Why is Earth among all terrestrial bodies in the solar system (e.g. Moon Mars Venus and meteorites) the only body to have sialic crust?

submitted by Paul Mueller, University of Florida

Why is this question important?

Because of the variety of issues noted in the importance section above if is clearly beyond the scope of this short essay to comprehensively answer the Key Question. The following discussion therefore highlights only one set of connections that must be evaluated before a comprehensive answer can be composed.

What we know...

Segregation of the Earth's liquid Fe-Ni core requires very high temperatures throughout the solid earth early in its history in order to melt liquid Fe-Ni alloy and to provide sufficiently low viscosity of the silicate mantle to allow pockets of aggregated Fe-Ni liquid to "fall" to the center of the planet.

The higher mean density of the planet is related to the impact of a large (Mars-sized) body with the Earth in which the impactor had already undergone melting had segregated its own metal core and transferred this core to the earth. The volatile-depleted silicate portion of the impactor mixed with excavated parts of the Earth's mantle to form the moon. These accretionary processes were very energetic and very large fractions of the kinetic energy of the lunar impactor and accreting planetesimals was converted to heat and made it difficult for the earth to retain any substantial volatile inventory.

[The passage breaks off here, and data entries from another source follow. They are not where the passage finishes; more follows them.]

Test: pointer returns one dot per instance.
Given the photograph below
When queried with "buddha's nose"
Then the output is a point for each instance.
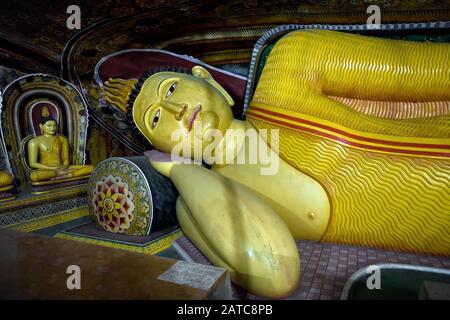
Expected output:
(175, 108)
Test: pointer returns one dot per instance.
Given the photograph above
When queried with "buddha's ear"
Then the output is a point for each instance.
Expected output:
(200, 72)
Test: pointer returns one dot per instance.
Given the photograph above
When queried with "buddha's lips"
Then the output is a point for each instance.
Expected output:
(193, 116)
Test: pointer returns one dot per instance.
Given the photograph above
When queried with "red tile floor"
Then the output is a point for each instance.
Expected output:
(326, 267)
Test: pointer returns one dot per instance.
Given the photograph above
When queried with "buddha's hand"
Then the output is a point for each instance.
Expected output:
(160, 161)
(116, 92)
(163, 162)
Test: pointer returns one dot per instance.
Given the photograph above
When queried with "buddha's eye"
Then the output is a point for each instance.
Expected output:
(156, 118)
(171, 90)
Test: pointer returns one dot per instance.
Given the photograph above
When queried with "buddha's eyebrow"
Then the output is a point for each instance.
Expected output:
(159, 85)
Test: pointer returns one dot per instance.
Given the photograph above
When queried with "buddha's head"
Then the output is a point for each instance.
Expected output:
(170, 101)
(48, 126)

This set of circumstances suggests that the atmosphere-hydrosphere was accreted late in the growth process and the relative size of the Earth allowed it to retain these late-accreting volatiles more quantitatively than the smaller planets. This indirect but logical deduction is strongly supported by the fact that the abundances of highly and moderately siderophile elements in the mantle have relative abundances that are essentially the same as chondritic meteorites but absolute abundances that are much lower than chondritic meteorites. This pattern is also best explained by the accretion of a late veneer of chondritic material that was mixed in at least the upper mantle with material that had been severely depleted in siderophile elements by having been in equilibrium with liquid Fe-Ni metal. Consequently the Earth developed a reduced Fe-Ni core early in its accretionary history and a partially hydrated upper mantle late in the accretionary history.

These observations are critical to the development of plate tectonics and the formation of continental crust because without a hydrated upper mantle the melting of ultramafic mantle would not have occurred (or continue to occur) within the temperature regime of the Earth. The continued melting of the upper mantel is largely fueled by the reductions in liquidus temperatures resulting from hydration. For sialic crust the hydration of the mantel wedge and transfer of lower density material to the crust is the critical chemical and physical transformation involved in the creation of continental crust.